Kind of odd that the pack rating is 304v but the meter is reading 360-430v, no? Why would that be?

I hooked up the accessory battery to see what would happen. Everything seems to work fine (other than the fact the drive has no go juice) despite the wreck. No warning lights on the instrument cluster aside from the fuel gauge, power lock and windows work, shift selector works as expected. Contacts in the battery pulled in as expected when turning on. Looks like a good donor.

I've got a 56v lithium charger for cordless tools. I'm considering splitting the cell battery up into sections and seeing if I can charge them with the cordless tool lithium charger.

Harmon


----------



## Harmon20 (Oct 5, 2017)

I got the battery case open to see what was going on inside. I was kind of hoping things would be more exposed and easier to work on, but I guess covered and safer is good too.














The plastic is covering what looks like bricks about 3x4x10 or thereabouts. The packs are connected by means of some thin plates. One plate goes down on the plastic, the tabs of the bricks fold down over the plate, the next plate goes down, hex phillips screws go through it all and include one BMS monitor ring terminal and safety clips to prevent the screws from backing out.

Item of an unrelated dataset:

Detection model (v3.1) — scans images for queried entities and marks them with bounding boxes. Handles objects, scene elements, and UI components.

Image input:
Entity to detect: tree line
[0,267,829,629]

The BMS is ordered in four sets with an extra cable going to each 10th monitored "bat".













There are therefore only 40 BMS monitor cable assemblies.












Even though there are only 40 BMS leads the physical dimensions and layout suggest there are 60 bricks under this top. The plastic terminal covers are stamped with alphanumeric info - "A3-1.5", "B4-1.5", etc - and 60*1.5 = 40 so...I'm not sure what that means. Apparently there is a parrallel-serial arrangement rather than the straight serial I'd assumed. I think. I'd really hoped not to pull the entire array apart, but it looks like that's what I need to do to fully understand what's going on.

Harmon


----------



## Harmon20 (Oct 5, 2017)

I'm a little more informed now, but no less confused. I opened up the cell assembly and it turns out there are 40 packs. The reason I couldn't figure out the arrangement is that there are actually two different kinds of cell packs: opposing tabs and adjacent tabs. They are placed in the assembly to make the serial connections short.













I'm confuse by the voltages here. The array is "rated" at 304v. With 40 packs that means each pack is rated at 7.6v. 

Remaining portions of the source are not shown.